Complete scripting newbie here.
The thread title says it all. I have a bunch of objects in a scene of which none are using the same material, but some materials share the same diffuse color. There are three different colors in total.
Now I want to reduce all of the materials used by the scene objects to one per color, so that in the end no more than three materials are in use.
If any of you decide to help me with this, could you maybe also explain how you go about solving a problem like this? Is it just general coding experience? I don’t want to have to bother you people with questions like this too often.
What does that mean exactly? I learnd about “sets” today. Sounds similar.
The meshes I’m working with are converted from imported .svg vector files. The diffuse colors of their materials are not something I can control. They could be virtually anything, all that is certain is that there will always be three unique colors in the scene in total.
'''
By LoboTommy
Circa Blender 2.79
Go to object mode.
Select an object preferably of an unpicked diffuse material color.
Run the script (Hover over Text window and hit Alt P).
All materials of matching diffuse color are replaced by that of the selected object.
Fails on objects without materials if selected.
'''
import bpy
selMat = bpy.context.object.active_material
selCol = selMat.diffuse_color[:]
for obj in bpy.data.objects:
if (obj.type == 'MESH' or obj.type == 'CURVE') and selCol == obj.data.materials[0].diffuse_color[:]:
obj.data.materials[0] = selMat
By binning I meant to define ranges within the color gamut. Separate items according to some distinguishing criteria in other words. With the further info I ended up using an equality check rather than that approach.
@LoboTommy
Hey, that’s a great start. Thanks. Your script works.

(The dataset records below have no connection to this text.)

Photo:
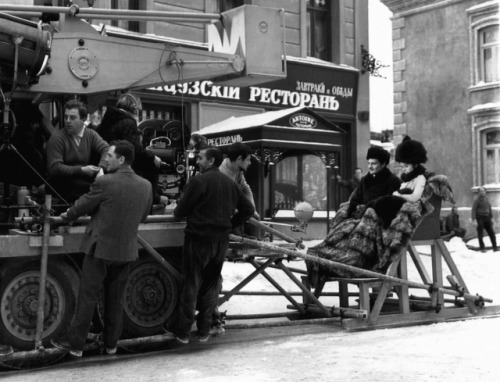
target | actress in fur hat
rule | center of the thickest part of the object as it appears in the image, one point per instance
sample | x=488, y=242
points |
x=378, y=230
x=411, y=154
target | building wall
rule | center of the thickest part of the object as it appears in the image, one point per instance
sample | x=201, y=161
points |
x=432, y=91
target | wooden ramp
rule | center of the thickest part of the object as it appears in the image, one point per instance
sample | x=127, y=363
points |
x=381, y=300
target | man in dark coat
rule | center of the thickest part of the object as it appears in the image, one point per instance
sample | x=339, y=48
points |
x=117, y=202
x=75, y=154
x=379, y=181
x=209, y=203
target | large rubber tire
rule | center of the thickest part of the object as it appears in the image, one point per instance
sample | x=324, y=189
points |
x=150, y=298
x=19, y=288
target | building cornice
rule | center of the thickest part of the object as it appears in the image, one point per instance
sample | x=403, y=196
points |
x=402, y=8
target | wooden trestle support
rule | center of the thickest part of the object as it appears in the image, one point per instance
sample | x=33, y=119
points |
x=376, y=308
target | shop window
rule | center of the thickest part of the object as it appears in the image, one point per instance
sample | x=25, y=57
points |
x=226, y=5
x=133, y=26
x=318, y=29
x=491, y=156
x=488, y=54
x=300, y=178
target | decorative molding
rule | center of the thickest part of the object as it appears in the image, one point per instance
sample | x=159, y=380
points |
x=402, y=8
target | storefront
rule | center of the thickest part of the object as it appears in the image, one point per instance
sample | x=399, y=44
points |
x=296, y=149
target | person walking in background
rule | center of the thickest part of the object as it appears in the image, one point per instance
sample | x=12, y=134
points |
x=483, y=215
x=117, y=203
x=209, y=203
x=452, y=225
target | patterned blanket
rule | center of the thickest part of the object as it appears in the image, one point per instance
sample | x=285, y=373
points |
x=365, y=241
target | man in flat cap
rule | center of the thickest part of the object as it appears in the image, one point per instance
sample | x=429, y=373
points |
x=379, y=181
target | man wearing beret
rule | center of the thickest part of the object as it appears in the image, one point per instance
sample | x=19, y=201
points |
x=379, y=181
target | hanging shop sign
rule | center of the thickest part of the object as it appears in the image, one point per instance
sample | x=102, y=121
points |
x=316, y=87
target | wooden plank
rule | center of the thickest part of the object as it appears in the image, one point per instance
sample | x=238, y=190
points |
x=382, y=294
x=455, y=272
x=279, y=287
x=419, y=264
x=344, y=294
x=179, y=6
x=437, y=275
x=402, y=290
x=418, y=318
x=288, y=5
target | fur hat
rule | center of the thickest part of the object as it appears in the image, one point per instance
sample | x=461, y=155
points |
x=377, y=152
x=411, y=151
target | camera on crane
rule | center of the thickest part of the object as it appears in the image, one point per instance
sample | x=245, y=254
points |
x=167, y=140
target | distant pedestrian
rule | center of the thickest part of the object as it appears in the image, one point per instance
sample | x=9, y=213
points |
x=452, y=225
x=483, y=215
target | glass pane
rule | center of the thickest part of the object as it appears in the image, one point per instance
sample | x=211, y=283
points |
x=489, y=167
x=226, y=5
x=286, y=192
x=493, y=137
x=320, y=35
x=314, y=182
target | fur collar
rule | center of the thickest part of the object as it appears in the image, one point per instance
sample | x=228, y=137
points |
x=419, y=170
x=380, y=177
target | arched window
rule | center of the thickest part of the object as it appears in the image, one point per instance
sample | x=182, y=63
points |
x=488, y=54
x=318, y=29
x=300, y=178
x=490, y=144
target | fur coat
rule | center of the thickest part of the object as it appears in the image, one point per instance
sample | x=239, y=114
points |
x=361, y=240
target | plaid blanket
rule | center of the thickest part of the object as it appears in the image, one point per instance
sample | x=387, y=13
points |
x=366, y=241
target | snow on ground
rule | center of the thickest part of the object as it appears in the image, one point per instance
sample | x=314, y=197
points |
x=461, y=351
x=478, y=270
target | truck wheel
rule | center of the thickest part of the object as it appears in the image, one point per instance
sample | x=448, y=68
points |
x=19, y=299
x=150, y=298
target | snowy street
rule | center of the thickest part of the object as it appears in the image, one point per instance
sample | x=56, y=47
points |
x=455, y=351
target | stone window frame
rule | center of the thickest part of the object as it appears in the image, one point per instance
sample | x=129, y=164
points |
x=483, y=122
x=479, y=20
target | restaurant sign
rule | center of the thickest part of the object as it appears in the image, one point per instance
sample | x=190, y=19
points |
x=316, y=87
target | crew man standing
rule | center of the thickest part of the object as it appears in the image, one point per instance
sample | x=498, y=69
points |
x=75, y=154
x=117, y=202
x=209, y=203
x=237, y=162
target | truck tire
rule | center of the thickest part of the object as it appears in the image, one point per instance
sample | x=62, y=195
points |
x=19, y=289
x=150, y=298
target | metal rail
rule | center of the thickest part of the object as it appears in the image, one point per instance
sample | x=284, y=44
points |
x=110, y=14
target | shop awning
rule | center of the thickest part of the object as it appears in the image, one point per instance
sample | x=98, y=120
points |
x=296, y=128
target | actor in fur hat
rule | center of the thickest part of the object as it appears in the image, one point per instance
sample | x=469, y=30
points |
x=411, y=154
x=379, y=181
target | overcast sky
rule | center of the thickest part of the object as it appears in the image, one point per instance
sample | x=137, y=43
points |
x=381, y=89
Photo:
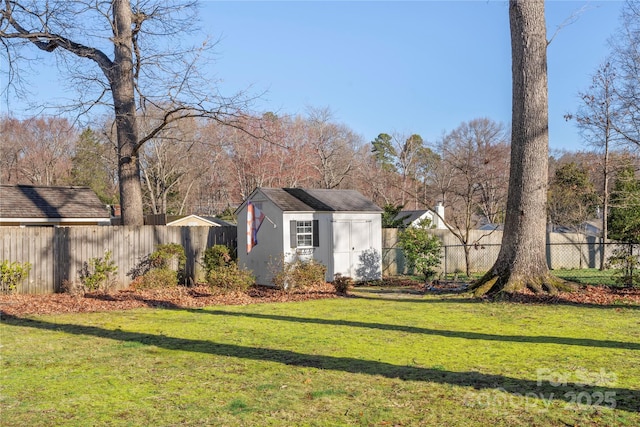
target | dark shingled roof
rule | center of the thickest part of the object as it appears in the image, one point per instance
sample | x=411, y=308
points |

I guess now I just have to make it so the script gets all the colors in the scene, groups all objects by color, and then runs this material replacer script for each of the groups.
I should maybe just look up some general python coding tutorials.
No problem. There are also some verified fail conditions currently to do with no material objects. Possibly others to be found too, should you wish to account for these situations via code.